# LORD OF THE RINGS 1940's FILM??



## Persephone (Aug 5, 2008)

I found this from sffchronicles and I was shocked to know that Warner Bros actually did a film version of LOTR but it's not fantasy. It stars Humphrey Boggart, Marlene Dietrich (as Galadriel) and Frodo is in a suit!

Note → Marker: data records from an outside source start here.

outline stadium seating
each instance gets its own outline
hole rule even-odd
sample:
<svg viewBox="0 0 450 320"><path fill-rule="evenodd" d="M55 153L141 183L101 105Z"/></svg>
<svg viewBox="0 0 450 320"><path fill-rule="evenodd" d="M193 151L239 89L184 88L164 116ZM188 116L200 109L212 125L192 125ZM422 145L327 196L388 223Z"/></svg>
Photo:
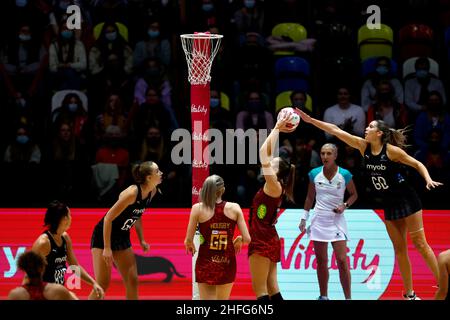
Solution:
<svg viewBox="0 0 450 320"><path fill-rule="evenodd" d="M272 36L282 37L287 41L298 42L307 38L307 31L299 23L279 23L272 29ZM275 51L275 55L293 55L294 51Z"/></svg>
<svg viewBox="0 0 450 320"><path fill-rule="evenodd" d="M292 105L290 97L291 93L292 91L284 91L277 95L275 100L275 112L280 111L281 108ZM312 112L312 98L309 94L306 94L305 108Z"/></svg>
<svg viewBox="0 0 450 320"><path fill-rule="evenodd" d="M408 24L399 31L399 58L430 57L433 53L433 30L423 24Z"/></svg>
<svg viewBox="0 0 450 320"><path fill-rule="evenodd" d="M95 40L97 40L98 37L100 36L100 33L102 32L104 24L105 24L104 22L101 22L101 23L97 24L94 27L94 38L95 38ZM119 33L122 36L122 38L124 38L126 41L128 41L128 28L127 28L127 26L125 26L124 24L122 24L120 22L116 22L116 26L117 26L117 29L119 29Z"/></svg>
<svg viewBox="0 0 450 320"><path fill-rule="evenodd" d="M310 67L308 61L300 57L283 57L275 62L276 93L288 90L308 91Z"/></svg>
<svg viewBox="0 0 450 320"><path fill-rule="evenodd" d="M220 93L220 103L221 103L221 107L227 111L230 111L230 98L228 97L228 95L224 92Z"/></svg>
<svg viewBox="0 0 450 320"><path fill-rule="evenodd" d="M394 33L391 27L381 24L380 29L369 29L363 25L358 30L359 57L364 61L372 57L392 58Z"/></svg>

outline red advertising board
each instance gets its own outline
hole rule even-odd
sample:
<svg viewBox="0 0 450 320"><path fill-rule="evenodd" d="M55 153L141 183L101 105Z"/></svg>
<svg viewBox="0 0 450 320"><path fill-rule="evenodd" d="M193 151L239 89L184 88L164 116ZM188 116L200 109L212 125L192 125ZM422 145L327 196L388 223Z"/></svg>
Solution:
<svg viewBox="0 0 450 320"><path fill-rule="evenodd" d="M93 275L92 258L90 253L90 239L93 227L101 219L107 209L72 208L72 225L69 234L74 243L75 254L80 264ZM347 215L352 214L348 210ZM355 210L356 211L356 210ZM44 230L44 209L0 209L0 299L5 299L9 290L20 284L23 274L15 268L15 259L18 254L29 250L34 240ZM248 211L245 210L245 214ZM283 214L292 214L286 211ZM373 212L382 217L380 212ZM450 210L424 211L424 224L429 244L438 254L450 248ZM143 216L144 235L150 244L150 252L144 254L132 231L132 243L135 254L138 256L141 274L139 275L139 294L141 299L179 300L192 298L192 258L186 254L183 241L189 219L189 209L155 209L150 208ZM382 220L380 223L382 224ZM296 226L295 226L296 227ZM349 230L351 234L351 224ZM283 241L282 230L279 230ZM368 237L370 233L367 233ZM299 232L300 236L300 232ZM361 244L368 239L355 239ZM382 240L386 250L392 247L387 240ZM288 246L283 246L282 260L286 263L289 255ZM413 266L413 279L415 290L420 292L421 298L432 298L436 284L431 271L428 270L418 252L410 243L410 260ZM364 249L361 254L365 254ZM349 255L351 252L349 252ZM312 257L314 259L314 257ZM368 258L370 259L370 258ZM313 268L314 263L311 263ZM297 266L298 267L298 266ZM282 276L286 268L295 268L295 263L287 266L279 265L279 274ZM299 277L302 269L297 268ZM390 273L389 273L390 275ZM313 279L314 278L314 279ZM300 279L300 278L299 278ZM312 277L311 280L316 280ZM300 288L302 281L299 280ZM331 278L330 278L330 281ZM314 287L315 288L315 287ZM384 289L384 288L383 288ZM317 289L318 290L318 289ZM81 283L80 289L74 290L84 299L89 294L88 285ZM380 299L399 299L402 292L402 282L397 263L393 263L393 272ZM315 293L314 293L315 294ZM108 299L123 299L125 289L120 275L113 270L111 286L107 292ZM231 299L254 299L251 288L251 277L248 268L247 251L244 249L237 258L237 276L233 287ZM295 299L295 296L293 296Z"/></svg>

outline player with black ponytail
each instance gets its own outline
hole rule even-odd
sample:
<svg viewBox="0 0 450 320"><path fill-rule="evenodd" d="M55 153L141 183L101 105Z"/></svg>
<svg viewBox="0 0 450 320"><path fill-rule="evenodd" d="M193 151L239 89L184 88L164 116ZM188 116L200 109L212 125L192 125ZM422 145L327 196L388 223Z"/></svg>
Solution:
<svg viewBox="0 0 450 320"><path fill-rule="evenodd" d="M338 128L336 125L311 118L300 111L304 122L335 135L349 146L358 149L364 157L364 170L367 184L371 187L371 198L378 200L384 209L386 229L394 246L395 255L403 279L406 300L419 299L413 290L411 263L408 257L407 233L433 272L436 282L439 280L439 269L436 256L427 243L422 220L422 203L416 191L407 183L401 173L401 165L407 165L419 172L425 179L428 190L442 185L433 181L427 168L408 155L405 130L389 128L381 120L369 123L364 138L354 136Z"/></svg>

http://www.youtube.com/watch?v=3xruJ10C19U



Weirdness here.


_Edit: It wasn't from the 1950s it was a 1940's film._


----------



## YayGollum (Aug 5, 2008)

I changed the number. Also, not a bad video. I have acquired respect for the normally boring Frodo character.  Most people ask why they didn't employ giant eagles to take the One Ring thing to Mount Doom. Now, I get to wonder exactly how good Frodo's throwing arm would have to be to toss it from Cirith Ungol. And again, poor Smeagol. What other actor would do?


----------



## Persephone (Aug 5, 2008)

YayGollum said:


> I changed the number. Also, not a bad video. I have acquired respect for the normally boring Frodo character.  Most people ask why they didn't employ giant eagles to take the One Ring thing to Mount Doom. Now, I get to wonder exactly how good Frodo's throwing arm would have to be to toss it from Cirith Ungol. And again, poor Smeagol. What other actor would do?

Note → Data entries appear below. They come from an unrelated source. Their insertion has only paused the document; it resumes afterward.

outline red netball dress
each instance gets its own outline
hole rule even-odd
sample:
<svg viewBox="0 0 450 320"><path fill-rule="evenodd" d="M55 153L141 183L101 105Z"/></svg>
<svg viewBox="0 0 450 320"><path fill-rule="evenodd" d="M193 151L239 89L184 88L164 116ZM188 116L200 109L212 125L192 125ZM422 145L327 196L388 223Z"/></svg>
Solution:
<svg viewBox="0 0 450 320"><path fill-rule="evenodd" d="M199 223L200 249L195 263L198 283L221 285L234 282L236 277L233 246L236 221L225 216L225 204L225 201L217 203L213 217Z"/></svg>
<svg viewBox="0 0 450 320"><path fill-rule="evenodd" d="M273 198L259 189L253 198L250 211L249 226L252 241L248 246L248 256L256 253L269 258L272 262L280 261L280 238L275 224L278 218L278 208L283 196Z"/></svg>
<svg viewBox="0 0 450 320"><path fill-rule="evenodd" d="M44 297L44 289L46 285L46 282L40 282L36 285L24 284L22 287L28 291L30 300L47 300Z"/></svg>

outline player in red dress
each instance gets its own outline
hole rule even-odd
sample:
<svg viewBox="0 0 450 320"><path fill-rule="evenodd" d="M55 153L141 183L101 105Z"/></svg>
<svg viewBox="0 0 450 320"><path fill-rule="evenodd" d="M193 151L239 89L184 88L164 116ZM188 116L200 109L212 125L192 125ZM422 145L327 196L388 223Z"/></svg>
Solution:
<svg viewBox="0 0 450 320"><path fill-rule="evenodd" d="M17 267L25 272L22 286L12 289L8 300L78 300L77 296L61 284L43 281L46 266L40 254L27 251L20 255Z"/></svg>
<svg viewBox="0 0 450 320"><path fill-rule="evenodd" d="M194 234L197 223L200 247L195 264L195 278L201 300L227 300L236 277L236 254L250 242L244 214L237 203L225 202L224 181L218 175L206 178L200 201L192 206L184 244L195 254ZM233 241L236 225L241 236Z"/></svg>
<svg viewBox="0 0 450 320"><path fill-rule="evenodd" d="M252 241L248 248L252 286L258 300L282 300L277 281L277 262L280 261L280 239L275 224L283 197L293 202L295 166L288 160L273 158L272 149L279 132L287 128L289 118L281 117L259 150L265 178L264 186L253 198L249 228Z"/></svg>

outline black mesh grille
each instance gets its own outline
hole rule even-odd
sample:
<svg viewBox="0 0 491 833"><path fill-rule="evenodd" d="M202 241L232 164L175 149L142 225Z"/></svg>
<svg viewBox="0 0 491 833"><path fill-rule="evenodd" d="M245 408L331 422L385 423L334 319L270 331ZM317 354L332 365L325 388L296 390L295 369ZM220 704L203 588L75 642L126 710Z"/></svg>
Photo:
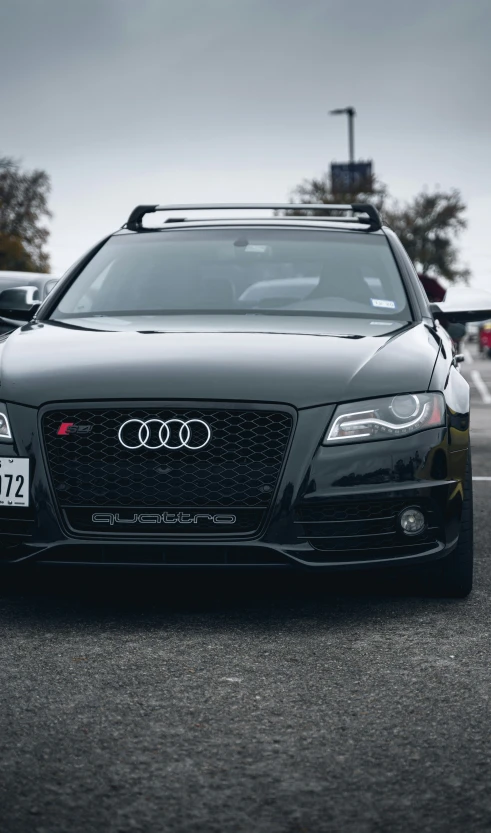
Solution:
<svg viewBox="0 0 491 833"><path fill-rule="evenodd" d="M367 500L352 497L348 499L333 498L329 503L313 503L311 506L302 505L297 510L299 520L312 523L338 521L372 521L392 519L401 509L410 504L410 500L400 498L382 498L381 500Z"/></svg>
<svg viewBox="0 0 491 833"><path fill-rule="evenodd" d="M129 419L203 420L211 439L198 450L127 449L118 431ZM63 423L71 425L60 435ZM44 415L43 433L62 507L186 507L189 512L207 507L267 509L292 424L289 413L271 410L66 409ZM128 445L138 442L132 434L136 428L130 426ZM172 426L170 444L178 444L178 428L178 423ZM193 443L199 445L206 432L201 436L199 424L195 428Z"/></svg>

I knew you would correct it. Thanks, T.

This was seriously one of the strangest adaptations I've seen. But then again, there might be more out there that we're not aware of.


----------



## Elthir (Aug 5, 2008)

LOL funny.

Strange how they made a film based on _The Lord of the Rings_ before the tale was finished or published.


----------



## Gilthoniel (Aug 5, 2008)

Haha! Someone's commented it saying 'Traitorous wizard.' 
Sounds a bit like our dear Yay's style! Or is there a 'torturing, traitorous wizard-types collective hatred society'?
Hehe!


----------



## HLGStrider (Aug 5, 2008)

The Lorre and Greenstreet voices were actually pretty good, but that Bogart voice was about to drive me up a wall. . . oh well. Clever none-the-less.


----------



## Persephone (Aug 5, 2008)

Gilthoniel said:


> Haha! Someone's commented it saying 'Traitorous wizard.'
> Sounds a bit like our dear Yay's style! Or is there a 'torturing, traitorous wizard-types collective hatred society'?
> Hehe!



I am sure there are more of his kind out there. They are among us. Beware!


----------



## Bucky (Aug 20, 2008)

Peter Lorre as Gollum is.....

Precious. 

Some of the movies used in the 'filming':

The Maltese Falcon 
Casablanca 
The Big Sleep 
Dark Passage 
The Third Man 
The Lady From Shanghai 
Godzilla

There's at least one more Bogart film - the one with the trees lining both sides of the road, then where he walks across the lot, the Ingred Bergman film, the one with the spider & the last one with Peter Lorre that I don't recognize......

Anyone can help?


----------



## Prince of Cats (Aug 20, 2008)

That video was awesome


----------